On Thu, Sep 02, 2021 at 12:48:29PM -0500, Alex G. wrote:
On 9/2/21 12:43 PM, Peter Robinson wrote:
On Thu, Sep 2, 2021 at 3:38 PM Tom Rini trini@konsulko.com wrote:
On Thu, Sep 02, 2021 at 03:36:43PM +0100, Peter Robinson wrote:
On Thu, Sep 2, 2021 at 2:28 PM Tom Rini trini@konsulko.com wrote:
On Thu, Jul 29, 2021 at 01:31:21PM -0500, Alexandru Gagniuc wrote:
Older OpenSSL and libressl versions have a slightly different API. This require #ifdefs to support. However, we still can't support it because the ECDSA path does not compile with these older versions. These #ifdefs are truly a vestigial appendage.
Alternatively, the ECDSA path could be updated for older libraries, but this requires significant extra code, and #ifdefs.
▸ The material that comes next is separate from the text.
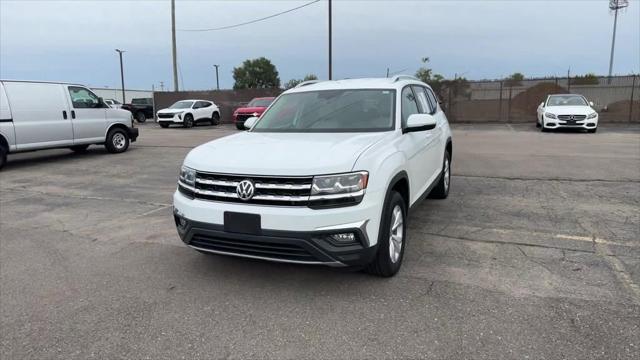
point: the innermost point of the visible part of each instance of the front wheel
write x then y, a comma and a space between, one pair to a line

Those libraries are over three years old, and there concerns whether it makes sense to build modern software for real world use against such old libraries.
Thusly, remove #ifdefs and code for old OpenSSL and LibreSSL support.
Signed-off-by: Alexandru Gagniuc mr.nuke.me@gmail.com
Applied to u-boot/next, thanks!
According to recent CVE announcements 1.1.0 is out of support [1], does it make sense to just support 1.1.1x and later?
Good question. Are there API changes between 1.1.0 and 1.1.1x ?
So outside of the new TLS 1.3 feature the release says "What’s more is that OpenSSL 1.1.1 is API and ABI compliant with OpenSSL 1.1.0" and depending on how we use openssl it may even be API compatible with 3.0 when it comes out any time now.
Okay, I don't think it's worth excluding 1.1.0 then. The only way we could do that is a compile time check against OPENSSL_VERSION.
That won't prevent someone from compiling with openssl 1.1.1, and then just replacing libcrypto.so with 1.1.0.
That's what I was figuring. If there was compatibility code we could drop, it would make sense. But since there's not, I don't think we're in a position to really influence things.